Giovanni is also founder of ‘neuroculture’, for the exchange of cultural projects at the intersection between neuroscience, the arts and the humanities. In 2007 he spent a fellowship at the Wissenschaftskolleg zu Berlin. He is the 2008 joint-recipient of the John Kendrew Young Scientist Award. A passionate reader, he enjoys writing poems, stories and learning foreign languages.

Life and the Brain:
What neuroscience can and cannot
tell us about living

ICI Project 2009-11

Today, neuroscience findings increasingly offer explanations to understand the world and make sense of significant, often personal, domains of human experience. However, on a daily basis, we live by concepts, observations and strategies which find their origins in the laboratory, as well as in other disciplines, cultural practices and commonsensical wisdom which are equally authoritative in providing meaning for our existence.
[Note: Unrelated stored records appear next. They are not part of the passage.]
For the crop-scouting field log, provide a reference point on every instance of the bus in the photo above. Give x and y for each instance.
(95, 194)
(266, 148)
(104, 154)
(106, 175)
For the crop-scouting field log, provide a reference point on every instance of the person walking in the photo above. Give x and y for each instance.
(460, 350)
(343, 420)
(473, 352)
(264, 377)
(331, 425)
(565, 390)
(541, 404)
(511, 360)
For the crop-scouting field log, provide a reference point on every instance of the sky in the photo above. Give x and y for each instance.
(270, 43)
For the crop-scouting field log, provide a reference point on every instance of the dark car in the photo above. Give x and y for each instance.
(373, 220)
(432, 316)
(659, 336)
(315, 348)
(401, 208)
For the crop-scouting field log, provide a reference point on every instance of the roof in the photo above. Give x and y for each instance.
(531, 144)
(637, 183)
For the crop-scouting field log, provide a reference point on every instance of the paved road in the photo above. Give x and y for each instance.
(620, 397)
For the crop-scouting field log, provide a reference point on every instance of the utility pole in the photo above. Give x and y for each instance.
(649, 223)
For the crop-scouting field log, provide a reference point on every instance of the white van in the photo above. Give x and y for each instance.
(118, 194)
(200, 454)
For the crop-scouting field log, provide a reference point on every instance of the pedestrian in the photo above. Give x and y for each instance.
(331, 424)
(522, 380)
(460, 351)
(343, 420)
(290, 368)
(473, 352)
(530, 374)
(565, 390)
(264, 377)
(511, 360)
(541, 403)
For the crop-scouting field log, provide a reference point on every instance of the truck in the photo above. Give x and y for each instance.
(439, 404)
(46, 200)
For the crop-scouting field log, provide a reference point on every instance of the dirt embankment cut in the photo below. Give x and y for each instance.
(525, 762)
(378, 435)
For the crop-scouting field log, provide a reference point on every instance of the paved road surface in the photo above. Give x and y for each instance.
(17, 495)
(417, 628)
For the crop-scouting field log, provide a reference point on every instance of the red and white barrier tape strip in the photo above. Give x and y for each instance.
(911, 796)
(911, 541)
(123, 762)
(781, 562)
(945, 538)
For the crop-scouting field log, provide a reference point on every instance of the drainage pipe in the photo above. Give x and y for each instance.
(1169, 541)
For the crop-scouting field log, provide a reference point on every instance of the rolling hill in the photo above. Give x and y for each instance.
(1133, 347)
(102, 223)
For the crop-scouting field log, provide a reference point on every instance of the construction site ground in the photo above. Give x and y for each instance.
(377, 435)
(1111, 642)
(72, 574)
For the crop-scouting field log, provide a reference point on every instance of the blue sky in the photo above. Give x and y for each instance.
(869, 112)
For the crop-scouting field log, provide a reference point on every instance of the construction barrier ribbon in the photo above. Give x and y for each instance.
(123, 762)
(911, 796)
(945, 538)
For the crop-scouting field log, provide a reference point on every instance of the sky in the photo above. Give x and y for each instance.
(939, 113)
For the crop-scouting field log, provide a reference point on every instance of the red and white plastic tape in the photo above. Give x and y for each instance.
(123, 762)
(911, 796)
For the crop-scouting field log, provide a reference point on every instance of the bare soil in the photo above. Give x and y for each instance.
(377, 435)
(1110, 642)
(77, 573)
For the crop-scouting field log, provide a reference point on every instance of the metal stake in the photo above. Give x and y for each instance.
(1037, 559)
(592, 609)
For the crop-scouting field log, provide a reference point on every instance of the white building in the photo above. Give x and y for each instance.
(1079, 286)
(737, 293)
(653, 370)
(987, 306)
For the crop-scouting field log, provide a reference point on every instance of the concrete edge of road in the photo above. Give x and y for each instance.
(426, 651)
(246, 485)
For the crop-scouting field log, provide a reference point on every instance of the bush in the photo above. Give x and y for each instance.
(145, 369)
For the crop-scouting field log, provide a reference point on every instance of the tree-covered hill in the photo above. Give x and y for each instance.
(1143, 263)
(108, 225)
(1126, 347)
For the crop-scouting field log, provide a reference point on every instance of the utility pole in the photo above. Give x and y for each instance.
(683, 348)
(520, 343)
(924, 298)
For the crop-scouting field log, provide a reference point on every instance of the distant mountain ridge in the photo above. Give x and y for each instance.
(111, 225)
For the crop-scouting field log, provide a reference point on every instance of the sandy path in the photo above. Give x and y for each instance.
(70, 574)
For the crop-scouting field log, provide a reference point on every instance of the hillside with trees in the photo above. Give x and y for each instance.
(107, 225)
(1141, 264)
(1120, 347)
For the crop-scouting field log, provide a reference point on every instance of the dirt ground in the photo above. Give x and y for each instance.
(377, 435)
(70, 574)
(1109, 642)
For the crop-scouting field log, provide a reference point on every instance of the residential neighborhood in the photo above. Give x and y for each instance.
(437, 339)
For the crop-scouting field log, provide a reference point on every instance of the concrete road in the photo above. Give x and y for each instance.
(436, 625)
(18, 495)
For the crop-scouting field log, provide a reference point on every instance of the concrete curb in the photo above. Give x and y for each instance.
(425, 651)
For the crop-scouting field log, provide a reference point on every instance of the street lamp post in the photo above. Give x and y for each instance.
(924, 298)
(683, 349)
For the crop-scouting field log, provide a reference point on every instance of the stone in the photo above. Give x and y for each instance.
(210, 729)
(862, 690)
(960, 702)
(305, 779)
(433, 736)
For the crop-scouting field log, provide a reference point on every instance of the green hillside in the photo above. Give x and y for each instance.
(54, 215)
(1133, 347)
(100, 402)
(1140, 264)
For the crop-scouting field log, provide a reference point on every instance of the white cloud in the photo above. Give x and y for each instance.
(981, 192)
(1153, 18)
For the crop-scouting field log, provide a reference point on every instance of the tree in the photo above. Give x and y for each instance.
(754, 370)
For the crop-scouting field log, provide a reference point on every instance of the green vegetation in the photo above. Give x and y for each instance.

From the way we deal with anxiety and depression, to how we fall in love, take decisions, enjoy a theatre performance or decide what to cook, knowledge about the brain can side with common sense judgments and strategies, but it can also be resisted in favour of inspiring words and images from the arts, the humanities and human experience with the power of resonating loudly and more lastingly with anyone in search for models to identify with. Until neuroscience has solved all the questions, two or more understandings of the same phenomenon will always co-exist with none of them being more or less meaningful, enchanting or explanatory than the other. Ultimately, it is possible to be at once scientific and lyrical about oneself when regarding the world.